Work Vests



    A work vest is a personal flotation device (PFD) used by crew members. It has been designed to keep you afloat if you fall into the water. WORK VESTS MUST BE WORN AND FASTENED ANYTIME YOU ARE TRANSITING FROM BOAT TO DOCK OR ARE OTHERWISE WORKING OVER THE SIDE OF THE BOAT. An experienced crew member will show you how to properly don (put on) the work vest. It is important to begin by straightening out the straps and fastening it correctly so that it will properly work for you should you need it. It only takes a few seconds to secure it properly and it could save your life. Always keep it in good condition and return it to its proper storage place because other crew members may need to use it. Unfortunately, you’ll never know when you will need it. Remember, it is up to you to take an active role in your own personal safety.




    Prior to moving or lifting an object look it over and if there are no lifting instructions or handles on it, decide where to hold it and look for sharp edges or slick spots. Check out the path that you have selected for tripping hazards. As a general safety precaution, you should never attempt to lift heavy or bulky items by yourself. If two persons are needed to lift or move an object, one person should be in charge and indicate when to lift, move and lower. If available, use a lifting support belt. Place your feet as close to the object being lifted and position your feet sufficiently apart for balance. Squat down, straddle the object somewhat and keep your back straight. Grasp object firmly and lift. Do not jerk the weight but try to lift smoothly using the large muscles in the legs by straightening them out; do not lift with your back. Keep the object in close to your body. If you have to change directions, move your entire body instead of twisting your back. When putting the object down, reverse the lifting procedure being careful not to pinch your fingers or toes. You should never lift gangways or ramps by yourself. Gangways require at least 2 deckhands to lift.
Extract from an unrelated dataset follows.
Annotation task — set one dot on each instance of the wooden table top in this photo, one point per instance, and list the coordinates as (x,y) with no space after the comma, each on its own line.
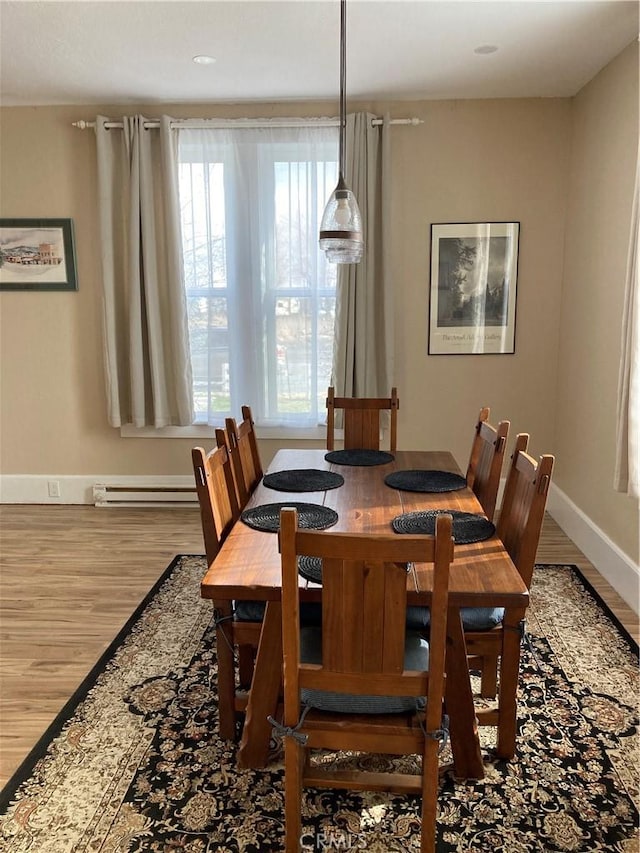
(248,564)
    PREVENTING Slips and Falls


    The most common injury on board or in the adjacent area of the vessel to both passengers and crew members is the one caused by slips or falls. You notice this is repeated throughout this manual, but cannot be stressed enough.  Just as many of these accidents happen to experienced crew members as they do to the new deckhand, so stay vigilant to hazards at all times.  Slips and falls can usually be prevented by keeping your work space clean and clear. Water, liquids or debris on the deck, gangways or stairwells should be cleaned and dried immediately. Horseplay or running is strictly forbidden. Use of the handrails when using the stairwells is encouraged. Be prepared for the vessel to move unexpectedly at any time. 


    You will be responsible for patrolling the vessel and preventing the hazards that might cause a slip or fall.  Watch for wet surfaces, loose gear, broken equipment, loose carpets and runner mats: all these could trip a fellow crew member or a passenger.  If you can’t fix the situation notify the captain or manager. 


    Click here to watch DVD about Slips, Trips and Falls


    Personal Protection Equipment


    Personal protection equipment is used to protect you from hearing loss, damage to your eyes and respiratory system.  Use of this equipment is not optional; it is not “macho” to decide you don’t need safety equipment. You will put both yourself and the company at risk by not using the provided equipment. 


    Eye protection equipment is required when working with or around equipment tools, or areas that have flying debris. Always follow operating instructions when using this type of equipment and make sure that your eye protection is securely fastened.


    Hearing protection is also required in certain designated “high noise” areas of the vessel. The engine room is just one area that you must wear hearing protection. Certain tools that you may use will also require you to wear these. The general rule of thumb is if you must raise your voice to be heard from two feet away, hearing protection should be used.


    Latex gloves are found onboard for handling black water (sewage) and grey water (used sink water). Anytime you are involved in pump out procedures, whether handling the pump out hose or operating the sewage pump you should wear latex gloves.